The problem is, encrypted communication is such an obscure thing for most people, and so far from their everyday concerns about paying the rent, keep dinner on the table, keeping the shop open, or whatever. There’s a risk that too many people will only understand why this matters too late, and start trying to close the stable door after the horse has bolted. So here’s a simple way to explain it.

You have a lock box in your house. In it, you might keep some cash for emergencies. You might keep important documents like your passport when you’re not travelling, or copies of your will, or a copy of your research on your family history. You might keep something harmless but embarrassing, like some saucy Polaroid photos you took with your lover, or something weird and sentimental, like a lace doily, or half a doughnut. It’s nobody else’s business what’s in that box. You have a fundamental right to keep it private. It’s a right that’s asserted in a bunch of other human rights conventions, including Article 12 of the Universal Declaration of Human Rights:

“No one shall be subjected to arbitrary interference with his privacy, family, home or correspondence, nor to attacks upon his honour and reputation. Everyone has the right to the protection of the law against such interference or attacks.”

You don’t want anyone to see what’s in your lock box, but let’s say law enforcement officers want the key to it, because they believe it contains evidence of a crime. Traditionally, in democratic countries, the officers have to appear before a neutral third-party (like a judge) and the onus is on them to convince that person that they have a very good reason to be allowed to violate your privacy, not on you to prove that they don’t (”nothing to hide …”).

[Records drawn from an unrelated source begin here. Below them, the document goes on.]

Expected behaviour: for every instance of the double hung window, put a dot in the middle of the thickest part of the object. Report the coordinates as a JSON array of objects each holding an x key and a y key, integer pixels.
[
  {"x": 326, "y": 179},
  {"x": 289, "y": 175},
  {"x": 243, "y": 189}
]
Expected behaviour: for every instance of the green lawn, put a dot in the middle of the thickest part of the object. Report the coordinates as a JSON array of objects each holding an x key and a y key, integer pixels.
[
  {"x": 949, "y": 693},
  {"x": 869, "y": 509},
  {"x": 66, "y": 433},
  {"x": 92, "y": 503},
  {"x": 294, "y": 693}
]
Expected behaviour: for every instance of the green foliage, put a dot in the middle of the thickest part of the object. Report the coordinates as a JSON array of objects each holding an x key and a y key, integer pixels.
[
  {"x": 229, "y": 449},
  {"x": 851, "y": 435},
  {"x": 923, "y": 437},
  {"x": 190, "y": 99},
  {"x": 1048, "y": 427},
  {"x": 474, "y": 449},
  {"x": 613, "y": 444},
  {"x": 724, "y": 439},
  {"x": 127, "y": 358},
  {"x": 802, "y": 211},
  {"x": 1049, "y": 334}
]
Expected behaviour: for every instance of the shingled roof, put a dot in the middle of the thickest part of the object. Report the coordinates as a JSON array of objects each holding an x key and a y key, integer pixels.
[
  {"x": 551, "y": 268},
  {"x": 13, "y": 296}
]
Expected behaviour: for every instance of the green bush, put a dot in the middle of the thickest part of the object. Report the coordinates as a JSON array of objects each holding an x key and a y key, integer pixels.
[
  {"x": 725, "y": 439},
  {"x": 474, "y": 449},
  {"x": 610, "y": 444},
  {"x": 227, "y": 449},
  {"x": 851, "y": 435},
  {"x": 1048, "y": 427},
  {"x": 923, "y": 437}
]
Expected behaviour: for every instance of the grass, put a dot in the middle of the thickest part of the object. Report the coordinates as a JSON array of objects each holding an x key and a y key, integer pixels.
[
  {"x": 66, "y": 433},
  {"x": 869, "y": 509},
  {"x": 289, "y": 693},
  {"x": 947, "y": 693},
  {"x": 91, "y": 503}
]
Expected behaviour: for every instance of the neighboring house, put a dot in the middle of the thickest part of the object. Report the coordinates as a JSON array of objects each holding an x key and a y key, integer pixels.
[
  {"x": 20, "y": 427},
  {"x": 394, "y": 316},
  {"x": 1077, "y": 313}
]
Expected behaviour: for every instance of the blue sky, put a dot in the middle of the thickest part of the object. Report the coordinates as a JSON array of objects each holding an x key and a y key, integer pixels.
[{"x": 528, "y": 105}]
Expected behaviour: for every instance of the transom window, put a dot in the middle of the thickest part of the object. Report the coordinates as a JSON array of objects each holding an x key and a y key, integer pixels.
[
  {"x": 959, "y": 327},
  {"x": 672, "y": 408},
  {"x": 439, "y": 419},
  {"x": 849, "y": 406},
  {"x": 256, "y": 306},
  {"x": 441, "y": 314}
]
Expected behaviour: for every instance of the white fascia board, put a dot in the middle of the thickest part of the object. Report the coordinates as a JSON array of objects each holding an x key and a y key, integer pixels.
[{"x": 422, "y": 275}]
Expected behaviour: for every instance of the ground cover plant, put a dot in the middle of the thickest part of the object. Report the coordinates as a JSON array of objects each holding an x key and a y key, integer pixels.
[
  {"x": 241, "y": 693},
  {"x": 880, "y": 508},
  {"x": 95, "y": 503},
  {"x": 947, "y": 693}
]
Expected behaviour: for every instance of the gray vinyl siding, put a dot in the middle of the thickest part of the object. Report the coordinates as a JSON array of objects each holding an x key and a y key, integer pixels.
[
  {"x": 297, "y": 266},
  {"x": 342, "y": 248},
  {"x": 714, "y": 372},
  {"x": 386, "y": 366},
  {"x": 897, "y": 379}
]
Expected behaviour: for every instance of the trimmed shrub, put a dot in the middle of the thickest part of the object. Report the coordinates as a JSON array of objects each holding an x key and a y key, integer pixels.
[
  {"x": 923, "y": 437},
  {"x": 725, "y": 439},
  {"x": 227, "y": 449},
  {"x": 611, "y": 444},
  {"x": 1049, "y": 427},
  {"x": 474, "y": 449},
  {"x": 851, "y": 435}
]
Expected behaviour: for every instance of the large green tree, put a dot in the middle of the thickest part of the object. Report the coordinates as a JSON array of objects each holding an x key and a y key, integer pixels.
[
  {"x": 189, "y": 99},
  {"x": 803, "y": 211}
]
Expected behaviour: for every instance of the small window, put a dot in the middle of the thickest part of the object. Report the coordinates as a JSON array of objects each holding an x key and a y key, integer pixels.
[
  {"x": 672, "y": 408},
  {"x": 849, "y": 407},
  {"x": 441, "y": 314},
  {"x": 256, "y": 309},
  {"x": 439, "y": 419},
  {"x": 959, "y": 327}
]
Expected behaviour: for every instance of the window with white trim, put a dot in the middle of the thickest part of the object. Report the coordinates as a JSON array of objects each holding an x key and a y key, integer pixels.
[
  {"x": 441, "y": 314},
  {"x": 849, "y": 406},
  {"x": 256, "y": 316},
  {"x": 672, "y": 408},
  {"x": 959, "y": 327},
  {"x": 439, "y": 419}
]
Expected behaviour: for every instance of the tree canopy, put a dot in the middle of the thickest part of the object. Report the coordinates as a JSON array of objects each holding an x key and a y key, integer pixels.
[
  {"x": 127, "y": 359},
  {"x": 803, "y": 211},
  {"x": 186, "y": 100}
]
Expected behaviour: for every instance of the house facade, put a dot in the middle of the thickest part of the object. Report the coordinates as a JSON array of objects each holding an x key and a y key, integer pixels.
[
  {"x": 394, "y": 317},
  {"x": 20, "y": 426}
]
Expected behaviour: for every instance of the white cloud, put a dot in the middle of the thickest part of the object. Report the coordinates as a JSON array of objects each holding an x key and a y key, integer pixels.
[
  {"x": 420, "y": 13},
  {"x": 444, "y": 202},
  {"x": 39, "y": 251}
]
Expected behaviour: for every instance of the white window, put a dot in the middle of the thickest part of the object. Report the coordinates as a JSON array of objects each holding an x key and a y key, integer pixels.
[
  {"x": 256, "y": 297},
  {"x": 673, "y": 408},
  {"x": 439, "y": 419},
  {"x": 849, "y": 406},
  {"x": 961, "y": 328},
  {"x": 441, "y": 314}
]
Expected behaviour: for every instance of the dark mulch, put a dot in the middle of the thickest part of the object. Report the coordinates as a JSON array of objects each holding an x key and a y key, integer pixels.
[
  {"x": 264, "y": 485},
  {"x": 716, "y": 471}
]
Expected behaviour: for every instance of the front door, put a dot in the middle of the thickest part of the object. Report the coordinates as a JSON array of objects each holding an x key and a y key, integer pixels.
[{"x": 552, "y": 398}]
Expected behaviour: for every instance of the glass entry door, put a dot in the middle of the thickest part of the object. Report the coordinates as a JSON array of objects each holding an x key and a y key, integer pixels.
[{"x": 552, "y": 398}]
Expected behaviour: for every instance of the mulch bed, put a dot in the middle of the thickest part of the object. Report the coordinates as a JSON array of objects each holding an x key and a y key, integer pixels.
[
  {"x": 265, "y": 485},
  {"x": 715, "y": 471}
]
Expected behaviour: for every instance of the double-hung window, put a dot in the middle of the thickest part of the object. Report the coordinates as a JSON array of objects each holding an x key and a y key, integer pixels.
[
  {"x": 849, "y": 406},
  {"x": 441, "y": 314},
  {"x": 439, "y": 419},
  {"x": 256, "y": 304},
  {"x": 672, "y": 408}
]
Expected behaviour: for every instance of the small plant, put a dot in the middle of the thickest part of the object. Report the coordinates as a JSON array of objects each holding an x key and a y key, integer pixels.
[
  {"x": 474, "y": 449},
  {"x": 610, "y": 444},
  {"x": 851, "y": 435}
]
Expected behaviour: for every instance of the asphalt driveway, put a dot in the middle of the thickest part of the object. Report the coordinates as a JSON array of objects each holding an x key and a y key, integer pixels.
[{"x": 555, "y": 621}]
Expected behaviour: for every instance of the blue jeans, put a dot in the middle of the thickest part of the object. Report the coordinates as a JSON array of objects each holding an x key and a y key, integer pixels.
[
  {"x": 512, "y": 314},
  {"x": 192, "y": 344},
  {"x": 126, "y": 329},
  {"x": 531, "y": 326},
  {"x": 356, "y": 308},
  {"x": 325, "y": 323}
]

If they get permission - in the form of a judicial warrant - it only applies in this specific case, to you, to the private property they’re asking the judge for access to, in this case your lock box, and for a specific period of time. They can’t get a warrant to search anyone’s lock box. They can’t get a warrant to search anything you choose to keep private. They can’t get a warrant to violate your privacy any time they like from now on. A warrant is a temporary, specific exemption to the laws that normally protect your privacy. If law enforcement officers can just ask you for the key to your lock box, and threaten to arrest you and charge with obstruction if you say no, that’s “arbitrary interference” in your “privacy, home or correspondence”, and Article 12 says that’s something governments that respect human rights protect their people from.

An encryption key is like a digital version of the key to your lock box. Like your email or social media passphrase, it protects things you have reasons to want to keep private. In a tiny minority of cases, that might be communications about committing a crime. But in the majority of cases, they will be things you want to keep private because they are embarrassing (dick pics), or personal (love letters), or financially sensitive (online banking), or its your professional duty  (a doctor’s database of their patients’ medical records). Things that are harmless. Things that could even be harmful to people if their privacy is violated, like medical insurance companies getting access to people’s medical records, and charging higher premiums to people with unusual health problems, even though the whole point of insurance is to collect money off lots of people, so it can be paid out to those who need it.

The problem with the laws being discussed about encryption is not that they let law enforcement violate a specific person’s privacy, in specific ways, when they have good reason to think they will find evidence of a crime. The law already allows them to apply for a warrant for that. The problem is, these laws would let them search through anything that anyone chose to encrypt, any time they like. It would let them do so in secret, with no effective way for the public to hold them accountable for how they use those powers.

This is how policing works in a police state, not a democracy. Please contact your political representatives and urge them to do everything in their power to protect our privacy, by protecting our right to encrypt.